4/2010
Mit einem Krankenwagen fuhren sie mich zum Theater meiner alten Truppe und einer der Schauspieler führte mich in die Küche, wo die Kameras nicht offensichtlich aufgebaut, sondern gut versteckt waren. Dann erstarrte ich. Dort saß ein kleiner Junge von meiner Zuchtlinie und an seinem aufgesetzt selbstsicheren Verhalten und der Erleichterung als er mich sah, erkannte ich, daß er nicht wußte, daß das alles gefilmt wurde. Ich verhielt mich genauso, wie damals, als sie Jeremias gekauft hatten und wäre innerlich vor Wut fast geplatzt. Was dachten sie sich dabei, diesen Scheiß zu wiederholen? Und dann noch, ohne ihm zu verraten, was gespielt wurde?

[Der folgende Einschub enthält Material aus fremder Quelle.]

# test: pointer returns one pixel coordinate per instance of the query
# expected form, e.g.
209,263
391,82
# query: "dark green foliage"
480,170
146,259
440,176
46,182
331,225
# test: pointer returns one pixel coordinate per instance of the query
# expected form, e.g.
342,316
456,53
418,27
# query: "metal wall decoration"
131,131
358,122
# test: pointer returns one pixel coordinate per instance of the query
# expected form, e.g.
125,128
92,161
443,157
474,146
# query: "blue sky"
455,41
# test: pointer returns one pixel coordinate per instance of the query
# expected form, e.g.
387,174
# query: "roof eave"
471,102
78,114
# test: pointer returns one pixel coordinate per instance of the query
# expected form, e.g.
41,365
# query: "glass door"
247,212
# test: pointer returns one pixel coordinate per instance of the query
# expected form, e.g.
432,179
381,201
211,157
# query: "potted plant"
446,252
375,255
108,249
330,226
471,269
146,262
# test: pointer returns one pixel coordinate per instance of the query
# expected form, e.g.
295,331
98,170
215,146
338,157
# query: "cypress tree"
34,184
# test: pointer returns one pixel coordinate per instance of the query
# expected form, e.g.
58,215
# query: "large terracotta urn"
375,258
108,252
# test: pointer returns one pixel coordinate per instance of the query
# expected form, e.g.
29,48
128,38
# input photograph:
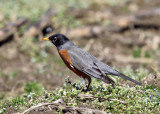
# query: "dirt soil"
116,49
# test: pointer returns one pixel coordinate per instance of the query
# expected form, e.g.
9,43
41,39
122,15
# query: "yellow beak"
46,39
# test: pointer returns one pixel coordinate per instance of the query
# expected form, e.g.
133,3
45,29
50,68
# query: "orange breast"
65,57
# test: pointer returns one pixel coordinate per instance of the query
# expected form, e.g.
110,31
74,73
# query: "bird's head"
57,39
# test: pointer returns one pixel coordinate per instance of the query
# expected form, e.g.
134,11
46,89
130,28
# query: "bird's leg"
106,78
89,82
83,84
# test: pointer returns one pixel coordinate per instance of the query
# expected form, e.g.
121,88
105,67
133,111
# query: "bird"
83,63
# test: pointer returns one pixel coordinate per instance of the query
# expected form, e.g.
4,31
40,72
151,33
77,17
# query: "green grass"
31,87
138,99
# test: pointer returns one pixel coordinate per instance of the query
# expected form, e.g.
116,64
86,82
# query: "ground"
32,72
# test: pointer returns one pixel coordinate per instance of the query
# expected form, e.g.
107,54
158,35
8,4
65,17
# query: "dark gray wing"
91,66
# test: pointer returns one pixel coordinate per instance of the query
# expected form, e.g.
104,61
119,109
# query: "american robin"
82,63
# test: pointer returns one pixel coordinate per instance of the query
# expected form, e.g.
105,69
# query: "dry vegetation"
122,33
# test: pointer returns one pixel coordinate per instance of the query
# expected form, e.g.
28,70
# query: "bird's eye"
55,38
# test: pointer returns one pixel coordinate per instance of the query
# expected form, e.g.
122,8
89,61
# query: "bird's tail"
125,77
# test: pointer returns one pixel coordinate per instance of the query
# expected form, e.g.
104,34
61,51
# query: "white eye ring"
55,38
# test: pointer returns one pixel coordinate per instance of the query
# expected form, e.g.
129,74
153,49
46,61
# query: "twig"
90,96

Das schlimme war: Ich war nicht bereit, den Film deshalb platzen zu lassen und ich konnte es mir nicht leisten, den Film deshalb platzen zu lassen. Und das zu wissen, besserte meine Laune nicht im Geringsten, denn abgesehen davon, daß sie, um diesen Film zu drehen, dafür gezahlt hatten, daß ein kleiner Junge gefoltert wurde, war die Gefahr groß, daß er deshalb - ohne etwas dafür zu können - durch die Mörder der Firma erschossen würde.

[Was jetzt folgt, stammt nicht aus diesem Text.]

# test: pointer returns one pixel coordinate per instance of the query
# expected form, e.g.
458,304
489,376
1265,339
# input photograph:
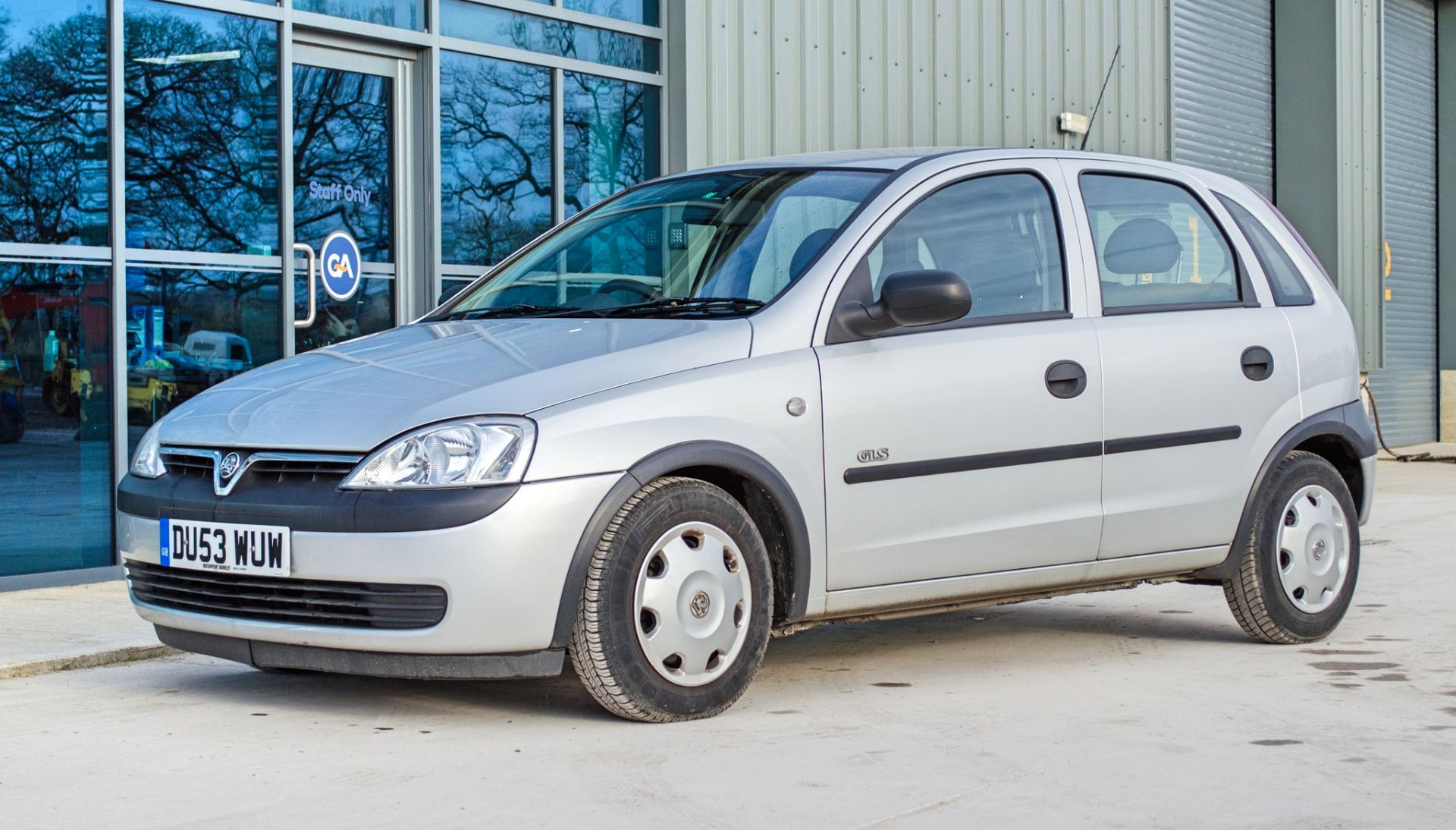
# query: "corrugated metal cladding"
1223,88
786,76
1405,388
1357,181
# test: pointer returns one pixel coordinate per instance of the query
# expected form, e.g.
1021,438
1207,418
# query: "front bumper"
262,654
504,576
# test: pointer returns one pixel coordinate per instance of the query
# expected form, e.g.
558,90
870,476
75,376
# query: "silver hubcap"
692,603
1313,549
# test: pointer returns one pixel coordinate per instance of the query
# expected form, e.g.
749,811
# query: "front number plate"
259,549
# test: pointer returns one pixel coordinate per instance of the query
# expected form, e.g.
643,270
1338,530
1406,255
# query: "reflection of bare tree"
610,137
343,136
495,156
53,136
382,12
201,133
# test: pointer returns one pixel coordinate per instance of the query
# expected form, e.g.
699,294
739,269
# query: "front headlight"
147,462
457,453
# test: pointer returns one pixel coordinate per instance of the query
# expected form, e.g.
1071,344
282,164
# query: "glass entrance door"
350,131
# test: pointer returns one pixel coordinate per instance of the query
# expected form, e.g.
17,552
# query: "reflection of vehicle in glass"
218,351
158,385
12,414
774,395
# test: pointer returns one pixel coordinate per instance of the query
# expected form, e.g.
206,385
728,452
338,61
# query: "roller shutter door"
1405,388
1223,88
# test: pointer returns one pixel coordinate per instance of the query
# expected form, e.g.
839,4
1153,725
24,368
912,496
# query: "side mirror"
909,299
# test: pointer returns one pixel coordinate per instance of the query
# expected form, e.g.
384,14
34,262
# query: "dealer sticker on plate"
258,549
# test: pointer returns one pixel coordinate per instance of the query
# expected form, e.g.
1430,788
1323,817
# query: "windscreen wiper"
517,310
673,307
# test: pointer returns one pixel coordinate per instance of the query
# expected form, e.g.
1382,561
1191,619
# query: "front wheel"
1302,554
674,616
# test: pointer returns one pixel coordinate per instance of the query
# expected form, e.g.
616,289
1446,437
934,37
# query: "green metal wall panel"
1405,388
785,76
1223,88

Und im Gegensatz zu Jeremias ist er nicht vorher gefragt worden, ob er das Risiko eingehen will. Nicht daß ich an der Antwort zweifelte, aber wenn ich es hätte verhindern können, hätte ich es verhindert.
Nachdem die Scene im Kasten war, gingen wir
- ich, mein Chef und Jeredi, der kleine Junge
in das alte Büro meines früheren Herrn. Mein
Chef gab mir ein Blatt Papier und sagte:
"Das ist der Vertrag, den ich gerne mit Jeredi
schließen würde. Ich verlasse jetzt den Raum,
damit du ihm die Situation erklären kannst
und ihn beraten kannst. Wie immer werdet
ihr gefilmt, doch es steht dir frei, die Filme
zu löschen, wenn du nicht möchtest, daß ich
ihren Inhalt erfahre."
Die Vertragsbedingungen waren großzügig - er
würde mit Beginn der Dreharbeiten seine Freiheit und nach Fertigstellung des Filmes eine
gute Gage erhalten, falls er den Vertrag unterschrieb. Sollte er nicht unterschreiben, würde
die gedrehte Scene nicht verwendet und er
würde an ein Theater verkauft, von dem ich
wußte, daß die dortigen Angestellten mit ihrem Herrn zufrieden sind.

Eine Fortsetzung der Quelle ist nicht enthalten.